There is a huge billboard on I-10 near crossroads right now with this guy trolling for overtime cases.

coyotes_geek
05-20-2013, 05:40 PM
give a try and let us know how it works.

:lmao

Great idea. Now we just need to wait until my employer feels like breaking the law and screwing me over. Updates to be posted here.
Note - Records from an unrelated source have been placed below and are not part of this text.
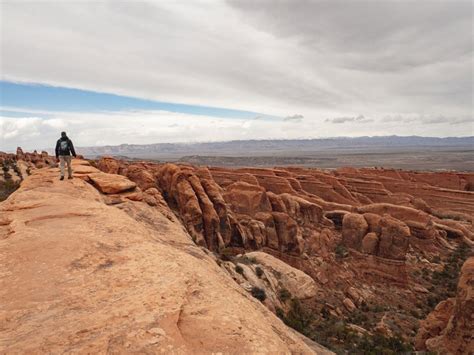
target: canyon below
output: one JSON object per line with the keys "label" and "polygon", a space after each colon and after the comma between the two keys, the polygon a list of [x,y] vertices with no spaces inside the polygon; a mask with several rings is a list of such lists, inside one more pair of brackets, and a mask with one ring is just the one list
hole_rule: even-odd
{"label": "canyon below", "polygon": [[474,353],[472,156],[213,159],[0,153],[0,353]]}

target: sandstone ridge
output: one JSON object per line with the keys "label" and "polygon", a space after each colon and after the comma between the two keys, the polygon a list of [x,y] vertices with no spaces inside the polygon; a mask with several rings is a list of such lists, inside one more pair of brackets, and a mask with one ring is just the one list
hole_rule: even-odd
{"label": "sandstone ridge", "polygon": [[0,205],[0,352],[329,353],[234,283],[153,191],[152,207],[128,179],[74,167],[71,181],[33,171]]}

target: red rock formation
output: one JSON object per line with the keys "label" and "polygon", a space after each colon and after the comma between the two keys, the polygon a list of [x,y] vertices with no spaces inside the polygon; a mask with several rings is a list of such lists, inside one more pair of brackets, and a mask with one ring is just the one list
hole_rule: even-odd
{"label": "red rock formation", "polygon": [[[40,159],[38,166],[46,159],[18,153],[30,161]],[[426,303],[429,275],[416,276],[420,270],[436,270],[433,258],[447,259],[461,241],[474,244],[474,192],[463,190],[462,183],[474,174],[450,173],[442,175],[446,181],[431,184],[429,174],[383,169],[231,170],[110,157],[95,165],[136,185],[114,183],[119,191],[106,191],[106,174],[95,176],[98,170],[76,164],[76,176],[99,189],[102,185],[106,204],[126,208],[127,201],[135,201],[166,211],[166,218],[181,223],[189,239],[209,249],[209,255],[271,254],[324,285],[318,299],[341,318],[362,307],[362,300],[392,310],[402,303],[405,309]],[[399,324],[384,315],[370,331],[405,329],[406,315],[386,313]],[[416,319],[411,319],[412,328]]]}
{"label": "red rock formation", "polygon": [[474,353],[474,257],[461,269],[456,297],[439,303],[422,321],[415,345],[442,354]]}

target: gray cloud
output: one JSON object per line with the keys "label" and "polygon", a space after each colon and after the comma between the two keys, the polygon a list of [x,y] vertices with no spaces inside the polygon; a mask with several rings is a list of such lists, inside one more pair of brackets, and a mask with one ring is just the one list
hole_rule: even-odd
{"label": "gray cloud", "polygon": [[472,134],[470,1],[17,1],[0,16],[6,80],[298,112],[321,135]]}
{"label": "gray cloud", "polygon": [[303,115],[293,115],[293,116],[286,116],[283,121],[287,122],[301,122],[303,121],[304,116]]}
{"label": "gray cloud", "polygon": [[357,123],[369,123],[374,122],[371,118],[365,118],[363,115],[355,117],[335,117],[335,118],[326,118],[324,122],[329,123],[347,123],[347,122],[357,122]]}

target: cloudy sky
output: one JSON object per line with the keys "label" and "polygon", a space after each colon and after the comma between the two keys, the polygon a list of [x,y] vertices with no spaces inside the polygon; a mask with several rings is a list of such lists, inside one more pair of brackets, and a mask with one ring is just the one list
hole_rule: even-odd
{"label": "cloudy sky", "polygon": [[0,150],[473,135],[470,0],[2,1]]}

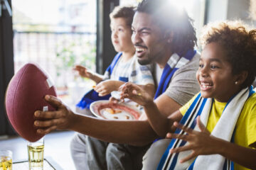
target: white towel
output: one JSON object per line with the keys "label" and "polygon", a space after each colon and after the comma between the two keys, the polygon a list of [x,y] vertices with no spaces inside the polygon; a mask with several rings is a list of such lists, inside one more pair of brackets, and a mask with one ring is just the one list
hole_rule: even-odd
{"label": "white towel", "polygon": [[[228,102],[223,113],[215,126],[211,135],[230,141],[235,127],[243,106],[253,94],[252,86],[241,90]],[[199,131],[199,128],[196,125],[196,119],[201,115],[201,120],[205,126],[208,123],[209,114],[212,107],[213,98],[203,98],[201,94],[198,95],[188,111],[181,120],[181,123],[187,127]],[[181,130],[177,130],[176,133],[184,134]],[[200,155],[196,159],[188,161],[180,164],[179,160],[188,156],[192,151],[181,152],[176,154],[170,154],[170,149],[177,148],[187,144],[186,142],[174,139],[164,154],[158,169],[196,169],[196,170],[215,170],[215,169],[232,169],[231,162],[228,162],[225,157],[220,154]],[[225,164],[227,161],[228,164]],[[225,164],[226,166],[224,166]]]}

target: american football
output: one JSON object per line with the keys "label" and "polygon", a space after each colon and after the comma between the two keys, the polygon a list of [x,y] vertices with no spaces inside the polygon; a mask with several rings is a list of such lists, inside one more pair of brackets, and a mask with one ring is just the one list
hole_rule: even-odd
{"label": "american football", "polygon": [[8,118],[17,133],[30,142],[43,137],[33,125],[36,110],[54,110],[45,100],[46,94],[56,96],[56,90],[48,74],[34,64],[26,64],[10,81],[5,105]]}

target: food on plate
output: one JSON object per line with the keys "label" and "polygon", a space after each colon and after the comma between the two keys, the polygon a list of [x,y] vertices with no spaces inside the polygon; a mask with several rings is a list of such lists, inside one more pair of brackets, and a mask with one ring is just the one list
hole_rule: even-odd
{"label": "food on plate", "polygon": [[[93,105],[92,105],[93,106]],[[110,102],[97,103],[92,107],[92,112],[97,116],[110,120],[137,120],[140,113],[125,104],[113,103]]]}

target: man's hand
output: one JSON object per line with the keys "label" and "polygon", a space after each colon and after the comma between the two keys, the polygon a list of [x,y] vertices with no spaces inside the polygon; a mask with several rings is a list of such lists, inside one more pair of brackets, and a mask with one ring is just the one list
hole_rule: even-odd
{"label": "man's hand", "polygon": [[110,94],[112,91],[118,88],[116,84],[117,81],[105,80],[99,83],[95,88],[95,91],[99,93],[99,96],[104,96]]}
{"label": "man's hand", "polygon": [[[34,125],[39,128],[38,133],[47,134],[57,129],[70,129],[73,123],[75,123],[75,114],[68,106],[65,106],[58,98],[47,95],[45,97],[46,101],[53,107],[55,108],[55,111],[41,111],[36,110],[34,115],[36,119]],[[41,119],[46,120],[41,120]]]}
{"label": "man's hand", "polygon": [[73,68],[73,69],[78,71],[79,75],[82,77],[92,79],[93,76],[93,73],[90,70],[81,65],[76,65],[75,67]]}
{"label": "man's hand", "polygon": [[128,98],[143,106],[148,103],[151,103],[154,98],[139,86],[131,82],[127,82],[120,86],[121,100]]}

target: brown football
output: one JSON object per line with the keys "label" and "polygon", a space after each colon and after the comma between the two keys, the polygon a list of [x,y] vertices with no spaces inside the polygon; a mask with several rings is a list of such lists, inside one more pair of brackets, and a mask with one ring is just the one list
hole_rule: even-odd
{"label": "brown football", "polygon": [[47,74],[38,65],[26,64],[15,74],[6,93],[5,105],[8,118],[19,135],[35,142],[43,135],[36,133],[33,125],[36,110],[54,110],[45,100],[56,91]]}

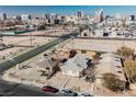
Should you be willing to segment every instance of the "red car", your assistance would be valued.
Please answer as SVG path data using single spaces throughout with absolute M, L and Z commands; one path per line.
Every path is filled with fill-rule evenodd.
M 56 89 L 56 88 L 53 88 L 53 87 L 50 87 L 50 86 L 44 86 L 44 87 L 42 88 L 42 91 L 56 93 L 56 92 L 58 92 L 59 90 Z

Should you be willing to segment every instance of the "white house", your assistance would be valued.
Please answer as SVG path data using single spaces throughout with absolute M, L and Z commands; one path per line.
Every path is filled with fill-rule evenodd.
M 60 68 L 63 75 L 80 77 L 80 72 L 88 67 L 88 55 L 77 54 L 73 58 L 68 59 Z

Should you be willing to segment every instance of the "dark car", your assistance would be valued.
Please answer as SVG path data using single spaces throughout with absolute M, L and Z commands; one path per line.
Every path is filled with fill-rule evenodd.
M 61 94 L 65 97 L 77 97 L 78 95 L 78 93 L 70 91 L 68 89 L 61 90 Z
M 56 88 L 53 88 L 53 87 L 50 87 L 50 86 L 44 86 L 44 87 L 42 88 L 42 91 L 56 93 L 56 92 L 58 92 L 59 90 L 56 89 Z

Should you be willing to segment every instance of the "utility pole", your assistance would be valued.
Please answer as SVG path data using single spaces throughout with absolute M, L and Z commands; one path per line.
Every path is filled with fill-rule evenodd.
M 31 47 L 32 47 L 33 45 L 32 33 L 30 33 L 30 42 L 31 42 Z

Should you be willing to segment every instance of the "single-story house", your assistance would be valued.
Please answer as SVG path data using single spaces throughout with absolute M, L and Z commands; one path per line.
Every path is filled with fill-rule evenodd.
M 60 66 L 63 75 L 80 77 L 83 69 L 88 67 L 89 56 L 86 54 L 76 54 L 75 57 L 69 58 L 63 66 Z
M 95 69 L 97 83 L 101 84 L 103 73 L 114 73 L 120 80 L 126 81 L 121 57 L 116 54 L 107 53 L 100 56 L 99 65 Z

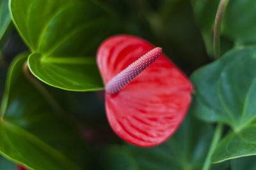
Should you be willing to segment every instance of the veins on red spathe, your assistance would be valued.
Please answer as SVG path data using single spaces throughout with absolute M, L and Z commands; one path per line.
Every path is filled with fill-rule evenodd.
M 113 36 L 99 47 L 97 64 L 106 85 L 107 117 L 117 135 L 153 146 L 175 132 L 193 87 L 161 48 L 134 36 Z

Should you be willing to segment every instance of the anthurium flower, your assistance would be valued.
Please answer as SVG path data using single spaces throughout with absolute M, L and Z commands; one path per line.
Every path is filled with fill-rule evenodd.
M 97 60 L 113 131 L 140 146 L 153 146 L 171 136 L 186 115 L 193 87 L 161 48 L 118 35 L 102 43 Z

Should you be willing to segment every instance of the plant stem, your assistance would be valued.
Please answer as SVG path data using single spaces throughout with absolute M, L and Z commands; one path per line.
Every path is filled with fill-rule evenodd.
M 220 141 L 220 138 L 222 135 L 222 131 L 223 129 L 223 125 L 222 124 L 218 124 L 215 128 L 214 135 L 212 138 L 212 143 L 211 144 L 210 149 L 208 152 L 207 156 L 206 157 L 205 160 L 204 164 L 202 170 L 208 170 L 211 166 L 211 158 L 212 157 L 212 153 Z
M 215 18 L 214 32 L 213 37 L 213 48 L 216 58 L 220 57 L 220 31 L 221 27 L 221 21 L 226 11 L 227 6 L 229 0 L 220 0 L 218 8 L 217 14 Z

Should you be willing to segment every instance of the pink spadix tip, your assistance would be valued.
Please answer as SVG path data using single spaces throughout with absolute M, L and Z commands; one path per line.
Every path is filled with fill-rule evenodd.
M 123 87 L 150 66 L 161 54 L 162 48 L 160 47 L 156 47 L 144 54 L 113 78 L 106 85 L 106 91 L 111 94 L 117 93 Z

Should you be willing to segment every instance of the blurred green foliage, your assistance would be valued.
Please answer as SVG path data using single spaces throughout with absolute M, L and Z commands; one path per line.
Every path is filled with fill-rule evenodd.
M 114 134 L 105 115 L 103 91 L 68 92 L 47 85 L 75 91 L 102 89 L 94 57 L 102 41 L 117 34 L 138 36 L 163 47 L 189 75 L 212 61 L 219 1 L 12 0 L 12 24 L 8 3 L 0 1 L 0 96 L 5 94 L 1 98 L 1 115 L 4 115 L 0 120 L 0 153 L 12 162 L 0 157 L 0 169 L 15 169 L 12 162 L 36 169 L 201 169 L 214 134 L 214 125 L 208 122 L 223 122 L 231 127 L 231 130 L 226 127 L 230 134 L 218 144 L 213 160 L 234 158 L 234 153 L 236 157 L 254 154 L 254 150 L 248 151 L 244 146 L 254 147 L 250 143 L 255 142 L 255 121 L 240 131 L 234 129 L 253 119 L 250 115 L 253 112 L 249 113 L 252 117 L 239 115 L 239 104 L 244 103 L 241 96 L 244 96 L 244 87 L 254 84 L 247 80 L 254 78 L 255 50 L 233 50 L 195 72 L 191 77 L 195 97 L 188 117 L 173 137 L 150 148 L 127 145 Z M 222 53 L 254 44 L 255 11 L 254 0 L 230 1 L 223 21 Z M 66 39 L 70 32 L 74 34 Z M 28 53 L 19 55 L 24 51 Z M 41 82 L 39 89 L 24 74 L 28 53 L 31 71 L 47 83 Z M 74 57 L 78 59 L 73 60 Z M 240 58 L 244 59 L 237 60 Z M 44 62 L 42 59 L 48 60 Z M 218 72 L 220 67 L 225 68 L 223 74 Z M 77 78 L 79 71 L 83 74 Z M 222 91 L 207 89 L 217 86 L 217 80 L 208 79 L 224 76 L 233 79 L 221 81 Z M 227 94 L 228 87 L 236 89 Z M 232 113 L 230 117 L 225 115 L 230 112 L 218 111 L 222 105 L 214 101 L 216 94 L 224 95 L 224 101 L 239 103 L 225 104 Z M 210 100 L 214 106 L 209 108 L 202 100 Z M 251 110 L 255 110 L 253 104 Z M 248 143 L 243 143 L 241 136 Z M 234 147 L 233 152 L 223 153 L 227 147 Z M 232 159 L 231 164 L 211 164 L 210 169 L 253 169 L 254 159 Z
Check back regularly.

Where, oh where could I ever possibly hope to find a lawyer willing to sue my employer? (http://www.google.com/search?q=overtime+lawyer&rls=com.microsoft:en-us:IE-SearchBox&ie=UTF-8&oe=UTF-8&sourceid=ie7#sclient=psy-ab&rls=com.microsoft:en-us%3AIE-SearchBox&q=unpaid+overtime+lawyer&oq=unpaid+overtime+lawyer&gs_l=serp.3..0j0i22i30l2.51558.57361.0.57720.35.20 .0.7.7.6.577.4008.0j14j3j5-2.19.0...0.0...1c.1.14.psy-ab.leKyM98gKU8&pbx=1&bav=on.2,or.&bvm=bv.46751780,d.dmQ&fp=4219509d48ef99d9&biw=1440&bih=695)

ploto
05-20-2013, 06:38 PM
Every once in a while it pays to actually follow a link and read a little. :)

So, in summary:

1. It's still time and a half
2. Requires mutual agreement of employee and employer before the work takes place
3. 160 hour cap
4. Company and employee have to square up on unused comp time, in cash, every year

I think those conditions pretty much remove any reason to have a problem with this bill.

Company closes 1 day prior to when they have to pay all these employees for the unused comp time.

TeyshaBlue
05-20-2013, 06:55 PM
Generally, when a company closes, everybody loses.

DMX7
05-20-2013, 09:33 PM
I would love some of this, but I'm classified as a "professional"; therefore I don't get overtime for my crazy # of hours worked.